The shipping sector accounts for over 80% of all trade, with further growth expected. The sector also represents around 3% of total CO2 emissions. If unchecked, this could rise by half by 2050.
The International Maritime Organization acknowledges the need for climate action and they’ve mandated emission reductions of 5% for all vessels by 2050.
The United Kingdom, Japan, and the United States have all declared a target for net-zero shipping emissions within the same time frame.
In order to reach these goals, the sector would need to implement strategic zero-emission programs within the next few years. The technologies that are necessary are available, but they need to be deployed at a greater scale, greater speed, whilst at a lower cost.

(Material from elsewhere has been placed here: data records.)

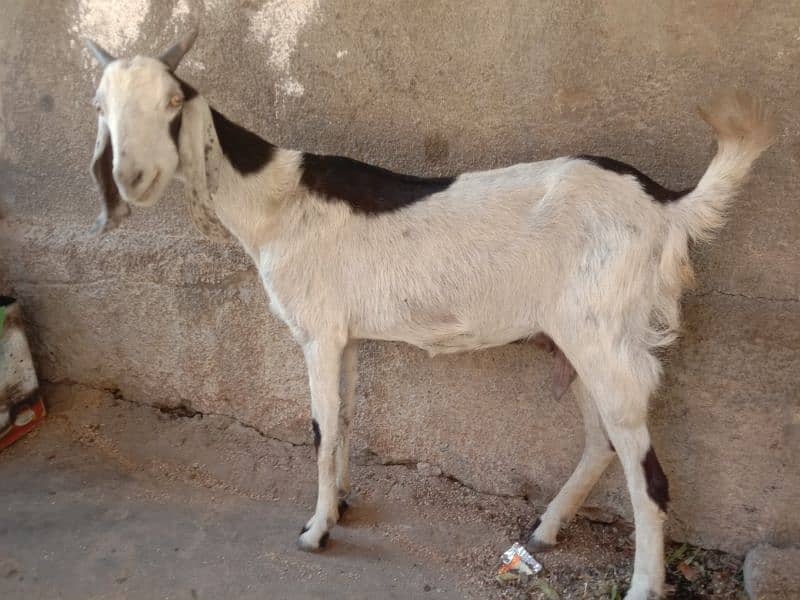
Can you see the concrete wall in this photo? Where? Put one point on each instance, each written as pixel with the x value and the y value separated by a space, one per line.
pixel 426 88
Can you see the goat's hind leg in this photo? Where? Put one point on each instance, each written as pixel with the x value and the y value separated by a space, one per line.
pixel 323 360
pixel 347 388
pixel 597 455
pixel 622 392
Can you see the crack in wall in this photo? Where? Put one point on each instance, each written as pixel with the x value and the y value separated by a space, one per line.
pixel 745 296
pixel 184 410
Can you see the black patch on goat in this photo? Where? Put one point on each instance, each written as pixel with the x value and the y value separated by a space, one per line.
pixel 657 485
pixel 365 188
pixel 317 434
pixel 175 128
pixel 246 151
pixel 654 189
pixel 188 91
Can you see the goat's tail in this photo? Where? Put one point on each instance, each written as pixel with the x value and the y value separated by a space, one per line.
pixel 744 129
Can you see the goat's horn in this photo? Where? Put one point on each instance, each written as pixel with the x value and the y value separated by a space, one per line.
pixel 102 56
pixel 173 55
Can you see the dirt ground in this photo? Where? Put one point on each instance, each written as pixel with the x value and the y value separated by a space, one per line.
pixel 111 499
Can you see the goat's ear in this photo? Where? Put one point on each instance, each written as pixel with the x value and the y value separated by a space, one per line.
pixel 172 56
pixel 200 157
pixel 114 209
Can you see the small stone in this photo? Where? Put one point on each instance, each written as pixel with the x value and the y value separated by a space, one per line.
pixel 771 573
pixel 428 470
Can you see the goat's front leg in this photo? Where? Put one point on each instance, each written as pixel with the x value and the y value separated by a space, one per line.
pixel 323 360
pixel 348 391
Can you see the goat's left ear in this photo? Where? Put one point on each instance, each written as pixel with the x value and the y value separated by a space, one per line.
pixel 172 56
pixel 114 209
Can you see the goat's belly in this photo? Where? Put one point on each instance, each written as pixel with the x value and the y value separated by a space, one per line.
pixel 447 337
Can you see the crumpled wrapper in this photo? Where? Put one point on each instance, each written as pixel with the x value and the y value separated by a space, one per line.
pixel 517 564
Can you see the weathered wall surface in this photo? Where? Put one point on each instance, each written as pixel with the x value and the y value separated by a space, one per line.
pixel 426 88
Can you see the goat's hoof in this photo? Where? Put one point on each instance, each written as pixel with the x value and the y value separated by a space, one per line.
pixel 310 541
pixel 534 545
pixel 537 544
pixel 343 506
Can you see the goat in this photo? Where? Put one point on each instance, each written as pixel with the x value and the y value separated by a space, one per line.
pixel 585 252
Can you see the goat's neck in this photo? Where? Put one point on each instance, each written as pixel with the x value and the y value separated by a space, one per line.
pixel 256 204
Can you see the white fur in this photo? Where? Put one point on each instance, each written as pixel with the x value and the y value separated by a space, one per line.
pixel 559 246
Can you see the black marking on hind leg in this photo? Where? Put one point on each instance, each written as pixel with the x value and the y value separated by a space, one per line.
pixel 317 434
pixel 657 485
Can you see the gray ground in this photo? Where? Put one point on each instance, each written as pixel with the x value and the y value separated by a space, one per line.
pixel 109 499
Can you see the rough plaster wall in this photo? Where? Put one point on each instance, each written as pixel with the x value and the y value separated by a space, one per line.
pixel 426 88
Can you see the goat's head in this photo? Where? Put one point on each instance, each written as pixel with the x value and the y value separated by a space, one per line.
pixel 139 105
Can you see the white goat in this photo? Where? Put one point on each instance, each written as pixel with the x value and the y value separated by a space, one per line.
pixel 585 250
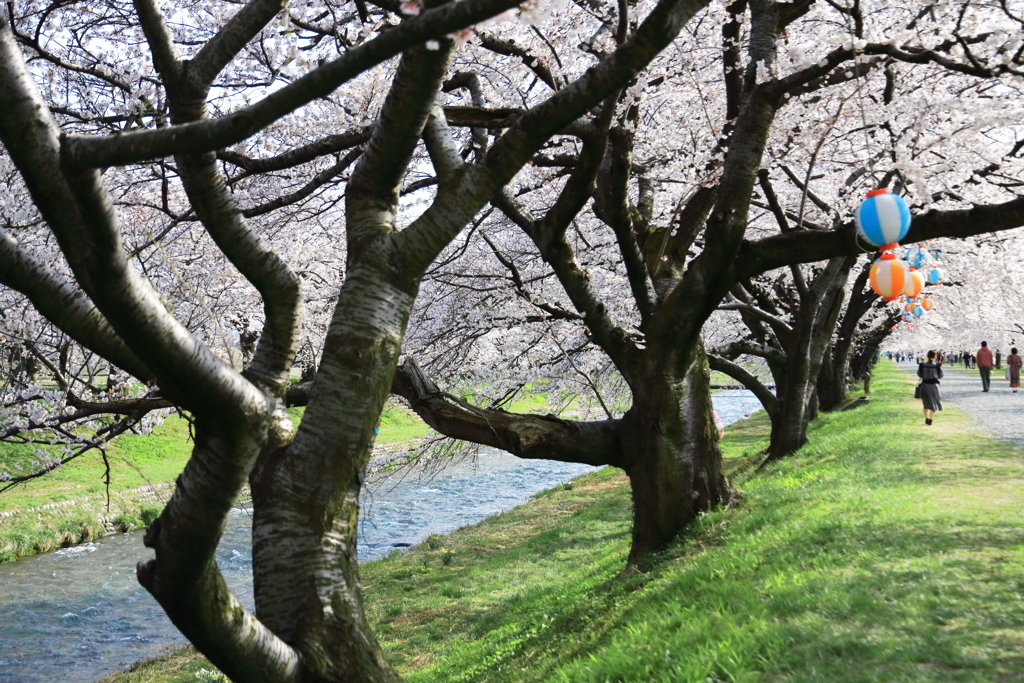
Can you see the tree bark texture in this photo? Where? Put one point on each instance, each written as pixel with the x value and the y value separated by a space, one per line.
pixel 671 453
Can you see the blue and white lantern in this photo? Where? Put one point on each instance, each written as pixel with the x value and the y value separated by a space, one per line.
pixel 915 257
pixel 883 219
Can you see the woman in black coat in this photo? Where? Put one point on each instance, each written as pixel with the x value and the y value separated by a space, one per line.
pixel 930 374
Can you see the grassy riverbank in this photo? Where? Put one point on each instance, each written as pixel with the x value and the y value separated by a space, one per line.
pixel 69 506
pixel 883 551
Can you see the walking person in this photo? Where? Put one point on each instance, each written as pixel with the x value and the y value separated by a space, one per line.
pixel 930 374
pixel 983 358
pixel 1014 363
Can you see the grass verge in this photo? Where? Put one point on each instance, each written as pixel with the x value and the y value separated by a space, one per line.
pixel 69 506
pixel 883 551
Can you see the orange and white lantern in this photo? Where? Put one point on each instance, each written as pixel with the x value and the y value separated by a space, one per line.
pixel 914 284
pixel 889 276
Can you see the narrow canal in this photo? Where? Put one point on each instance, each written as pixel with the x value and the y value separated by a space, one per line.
pixel 78 614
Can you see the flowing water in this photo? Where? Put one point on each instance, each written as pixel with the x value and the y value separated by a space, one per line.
pixel 78 614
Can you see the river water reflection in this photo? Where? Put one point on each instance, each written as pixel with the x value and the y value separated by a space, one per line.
pixel 78 614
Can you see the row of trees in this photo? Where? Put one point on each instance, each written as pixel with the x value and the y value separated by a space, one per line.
pixel 203 196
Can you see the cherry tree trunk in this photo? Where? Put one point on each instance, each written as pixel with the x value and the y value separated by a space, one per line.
pixel 833 378
pixel 305 497
pixel 670 446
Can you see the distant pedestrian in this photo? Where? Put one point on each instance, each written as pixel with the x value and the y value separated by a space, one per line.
pixel 1014 363
pixel 930 374
pixel 984 360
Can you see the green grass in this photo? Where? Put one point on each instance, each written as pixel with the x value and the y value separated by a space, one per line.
pixel 141 460
pixel 135 461
pixel 883 551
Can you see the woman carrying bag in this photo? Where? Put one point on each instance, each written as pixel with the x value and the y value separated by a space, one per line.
pixel 930 374
pixel 1014 363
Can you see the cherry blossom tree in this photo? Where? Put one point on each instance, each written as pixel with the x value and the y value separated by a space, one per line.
pixel 212 79
pixel 612 260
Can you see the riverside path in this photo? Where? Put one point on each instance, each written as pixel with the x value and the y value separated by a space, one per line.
pixel 999 412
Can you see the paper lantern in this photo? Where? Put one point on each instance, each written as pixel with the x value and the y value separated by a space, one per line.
pixel 889 276
pixel 883 219
pixel 915 256
pixel 914 284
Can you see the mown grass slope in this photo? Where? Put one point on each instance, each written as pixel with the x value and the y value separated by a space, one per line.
pixel 883 551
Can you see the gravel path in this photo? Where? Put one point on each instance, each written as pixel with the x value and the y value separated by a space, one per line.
pixel 999 412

Zero-emission fuels are extremely expensive as compared to conventional fuels, and finding industry-wide solutions isn't easy, given the complex nature of the sector.
However, one way to accelerate decarbonization is to implement "green corridors," which are specific trade routes between major port hubs where zero-emission solutions are being supported.
These "green corridors" would be large enough to include all value-chain actors, such as fuel producers, cargo owners, and regulatory authorities.
They would provide certainty to fuel producers and send signals to vessel operators, shipyards, and engine manufacturers to ramp up investment in zero-emission shipping, ultimately making the risks a little better for all involved.